Kecamatan Sukapura di Kabupaten Probolinggo, adalah salah satu sentra komoditas hortikultura. Tercatat ada 12 Gapoktan yang rata-rata bertanam kentang, bawang putih, kol, tomat, cabe merah,  dan kopi. Penduduk Sukapura 80% bermata pencaharian sebagai petani. Dalam beberapa tahun terakhir ini, Sukapura didominasi oleh generasi muda yang terjun secara langsung kedunia pertanian membantu orang tuanya. Para milenial yang berusaha tani di komoditas hortikultura tersebut dengan cermat membidik peluang dengan wirausaha yang ditekuninya. Selain bertani, usaha sampingan mereka adalah atau sebagai driver jeep, pemilik kuda yang dipakai di sekitar Gunung Bromo, serta beberapa telah memiliki homestay sebagai tempat menginap. Ini adalah tren yang sangat bagus. Wisata sambil mengedukasi .

 

Rahman sebagai Kepala BPP Sukapura didampingi beberapa penyuluhnya menyatakan bahwa Sukapura ini kedepan akan membudidayakan tanaman kopi sebagai komoditas utama yang akan diekspor selain kentang. “Dari 12 desa, masing-masing desa harus bisa menghasilkan kopi sekalipun ada di dataran rendah.
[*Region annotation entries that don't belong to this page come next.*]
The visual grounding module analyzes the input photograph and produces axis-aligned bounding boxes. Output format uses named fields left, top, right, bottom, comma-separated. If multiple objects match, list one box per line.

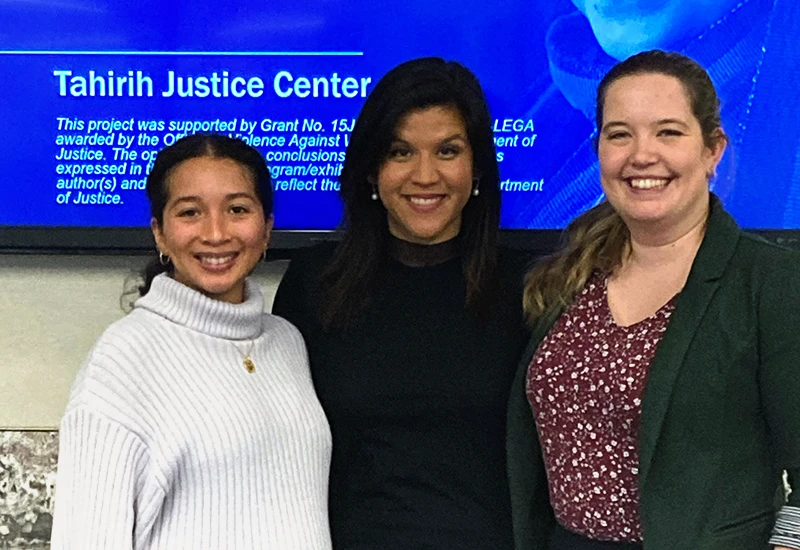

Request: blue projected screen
left=0, top=0, right=800, bottom=239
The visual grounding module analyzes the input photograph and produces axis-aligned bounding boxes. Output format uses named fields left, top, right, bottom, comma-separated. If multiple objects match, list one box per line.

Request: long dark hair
left=524, top=50, right=727, bottom=322
left=320, top=57, right=500, bottom=329
left=136, top=134, right=272, bottom=296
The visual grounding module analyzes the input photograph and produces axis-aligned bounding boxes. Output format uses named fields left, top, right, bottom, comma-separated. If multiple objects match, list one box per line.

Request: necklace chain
left=229, top=334, right=260, bottom=374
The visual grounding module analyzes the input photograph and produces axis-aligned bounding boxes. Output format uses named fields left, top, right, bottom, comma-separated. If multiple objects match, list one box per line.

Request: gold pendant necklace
left=231, top=336, right=258, bottom=374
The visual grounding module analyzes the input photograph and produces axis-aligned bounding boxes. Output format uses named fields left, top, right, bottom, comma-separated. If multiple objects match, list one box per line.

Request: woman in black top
left=273, top=58, right=526, bottom=550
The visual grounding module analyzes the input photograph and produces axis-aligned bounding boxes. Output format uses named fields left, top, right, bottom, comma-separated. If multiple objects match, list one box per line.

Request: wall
left=0, top=255, right=287, bottom=429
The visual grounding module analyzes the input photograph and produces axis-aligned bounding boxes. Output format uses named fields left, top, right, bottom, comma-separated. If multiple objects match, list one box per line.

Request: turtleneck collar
left=389, top=235, right=461, bottom=267
left=133, top=273, right=264, bottom=340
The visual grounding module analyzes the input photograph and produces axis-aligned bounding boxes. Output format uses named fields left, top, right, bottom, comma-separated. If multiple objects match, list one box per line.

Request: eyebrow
left=602, top=118, right=689, bottom=132
left=392, top=132, right=467, bottom=143
left=172, top=192, right=256, bottom=206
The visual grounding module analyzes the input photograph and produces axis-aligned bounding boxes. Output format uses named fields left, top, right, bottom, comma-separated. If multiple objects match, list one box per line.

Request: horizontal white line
left=0, top=50, right=364, bottom=57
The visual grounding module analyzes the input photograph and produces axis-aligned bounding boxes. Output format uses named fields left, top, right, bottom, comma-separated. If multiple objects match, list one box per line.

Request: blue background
left=0, top=0, right=800, bottom=229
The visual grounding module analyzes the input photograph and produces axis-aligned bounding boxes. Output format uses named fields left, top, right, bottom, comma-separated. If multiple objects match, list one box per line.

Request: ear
left=150, top=218, right=169, bottom=255
left=264, top=216, right=275, bottom=250
left=706, top=128, right=728, bottom=172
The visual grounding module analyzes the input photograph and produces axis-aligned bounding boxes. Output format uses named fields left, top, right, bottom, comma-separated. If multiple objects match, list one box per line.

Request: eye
left=230, top=204, right=250, bottom=214
left=439, top=143, right=464, bottom=158
left=178, top=207, right=200, bottom=218
left=386, top=144, right=411, bottom=159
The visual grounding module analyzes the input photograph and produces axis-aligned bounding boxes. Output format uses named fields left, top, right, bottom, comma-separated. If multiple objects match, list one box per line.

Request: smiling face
left=377, top=107, right=473, bottom=244
left=151, top=157, right=272, bottom=303
left=572, top=0, right=739, bottom=59
left=598, top=74, right=725, bottom=234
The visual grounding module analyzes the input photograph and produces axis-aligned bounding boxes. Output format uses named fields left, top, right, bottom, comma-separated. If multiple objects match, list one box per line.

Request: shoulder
left=263, top=313, right=305, bottom=345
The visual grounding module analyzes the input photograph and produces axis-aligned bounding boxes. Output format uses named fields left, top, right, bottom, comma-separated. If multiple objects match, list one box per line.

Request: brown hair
left=523, top=50, right=726, bottom=322
left=320, top=57, right=500, bottom=330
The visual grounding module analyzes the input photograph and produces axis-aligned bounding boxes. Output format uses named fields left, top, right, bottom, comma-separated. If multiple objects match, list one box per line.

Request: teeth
left=200, top=254, right=233, bottom=265
left=409, top=197, right=442, bottom=205
left=631, top=178, right=669, bottom=189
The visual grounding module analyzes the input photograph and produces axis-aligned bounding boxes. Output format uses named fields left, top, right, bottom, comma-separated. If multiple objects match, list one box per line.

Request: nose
left=203, top=213, right=228, bottom=244
left=631, top=136, right=658, bottom=166
left=413, top=154, right=439, bottom=185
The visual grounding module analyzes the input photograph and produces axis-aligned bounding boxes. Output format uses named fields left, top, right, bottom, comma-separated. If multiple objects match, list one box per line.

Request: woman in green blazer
left=508, top=51, right=800, bottom=550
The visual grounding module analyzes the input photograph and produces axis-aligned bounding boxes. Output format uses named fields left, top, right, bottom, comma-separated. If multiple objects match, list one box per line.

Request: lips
left=195, top=252, right=239, bottom=271
left=625, top=180, right=672, bottom=191
left=405, top=194, right=447, bottom=213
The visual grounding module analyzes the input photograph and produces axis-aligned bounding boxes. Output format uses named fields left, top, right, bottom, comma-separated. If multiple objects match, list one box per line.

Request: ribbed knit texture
left=52, top=275, right=331, bottom=550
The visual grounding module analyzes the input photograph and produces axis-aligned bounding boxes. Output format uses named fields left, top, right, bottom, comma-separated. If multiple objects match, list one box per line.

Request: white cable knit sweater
left=52, top=275, right=331, bottom=550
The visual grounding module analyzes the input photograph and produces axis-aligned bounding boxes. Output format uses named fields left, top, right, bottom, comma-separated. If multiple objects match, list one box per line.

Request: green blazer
left=507, top=196, right=800, bottom=550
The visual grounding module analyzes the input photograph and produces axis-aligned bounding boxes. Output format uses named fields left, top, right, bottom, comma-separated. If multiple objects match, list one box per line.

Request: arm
left=51, top=407, right=162, bottom=550
left=759, top=254, right=800, bottom=549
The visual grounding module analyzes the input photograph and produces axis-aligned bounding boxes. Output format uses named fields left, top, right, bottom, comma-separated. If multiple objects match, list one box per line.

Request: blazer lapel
left=639, top=195, right=741, bottom=487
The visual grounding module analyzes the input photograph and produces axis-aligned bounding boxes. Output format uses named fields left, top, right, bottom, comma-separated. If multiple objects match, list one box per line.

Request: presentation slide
left=0, top=0, right=800, bottom=235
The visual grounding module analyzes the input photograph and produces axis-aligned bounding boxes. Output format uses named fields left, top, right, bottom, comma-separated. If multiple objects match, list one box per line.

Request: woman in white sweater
left=52, top=135, right=331, bottom=550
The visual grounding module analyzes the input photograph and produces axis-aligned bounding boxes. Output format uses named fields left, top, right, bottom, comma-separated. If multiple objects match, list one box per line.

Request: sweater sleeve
left=51, top=407, right=163, bottom=550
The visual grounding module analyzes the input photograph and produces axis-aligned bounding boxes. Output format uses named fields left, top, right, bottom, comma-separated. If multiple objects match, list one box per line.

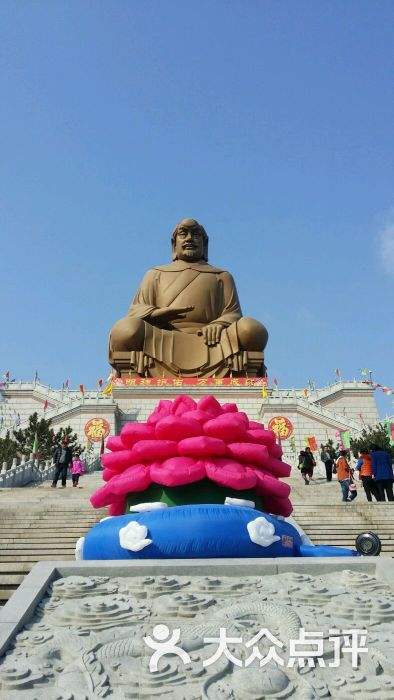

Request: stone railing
left=0, top=456, right=101, bottom=488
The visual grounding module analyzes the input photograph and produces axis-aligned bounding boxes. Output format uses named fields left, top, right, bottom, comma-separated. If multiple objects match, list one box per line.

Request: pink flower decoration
left=91, top=396, right=292, bottom=515
left=110, top=464, right=152, bottom=496
left=205, top=458, right=257, bottom=491
left=155, top=416, right=202, bottom=442
left=150, top=457, right=206, bottom=486
left=105, top=435, right=124, bottom=452
left=178, top=435, right=226, bottom=458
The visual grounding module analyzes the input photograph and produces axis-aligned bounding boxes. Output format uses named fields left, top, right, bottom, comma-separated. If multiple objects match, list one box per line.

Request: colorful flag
left=306, top=435, right=318, bottom=452
left=340, top=430, right=350, bottom=450
left=385, top=420, right=394, bottom=447
left=32, top=433, right=38, bottom=458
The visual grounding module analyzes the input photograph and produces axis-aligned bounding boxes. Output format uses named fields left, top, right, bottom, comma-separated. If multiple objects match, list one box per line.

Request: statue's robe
left=128, top=260, right=247, bottom=376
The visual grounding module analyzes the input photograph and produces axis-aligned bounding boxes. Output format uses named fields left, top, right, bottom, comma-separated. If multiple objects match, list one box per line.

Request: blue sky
left=0, top=0, right=394, bottom=410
Jadi dibagian atas diatas 800 dpl, yang sanggup bertahan adalah tanaman kopi jenis Arabica, sedangkan dibawah 800 dpl ditanam kopi varietas Robusta. Kentang dan kol masih merajai sekitar 50% yang dibudidayakan oleh petani. Namun tak menutup kemungkinan akan segera disusul juga oleh bawang putih dan bawang prei”, seperti yang disampaikan oleh Rahman disela-sela dalam wawancara, kegiatan on the job training, peserta pelatihan metolodologi penyuluhan berbasis data dan IT dengan metode blended learning.

 

Yang tak kalah pentingnya, para milenial yang bergerak di bidang pertanian ini gigih menanam bawang putih yang dalam dua tahun terakhir ini naik sampai  150 ha untuk tanaman bawang putih. Mereka berkeinginan bisa menjadi petani sukses. Salah satu wujud kesuksesan tersebut adalah dengan rutin diadakan pertemuan antara PPL dan petani. Setidaknya dalam sebulan sekali. Rahman juga menambahkan, jika di Kecamatan Sukapura ini toleransinya antar manusianya sangat tinggi. Dengan perbedaan agama, tetapi saling mendukung dan melengkapi satu sama lain. Adanya on the job training (OJT) ini diharapkan mampu membawa perubahan ke arah kemajuan teknologi yang signifikan yang bisa dimanfaatkan oleh petani ditengah naiknya penggunaan teknologi berbasis digital maupun mekanisasi yang mempermudah petani sehingga efisien dan efektif dalam berusaha tani.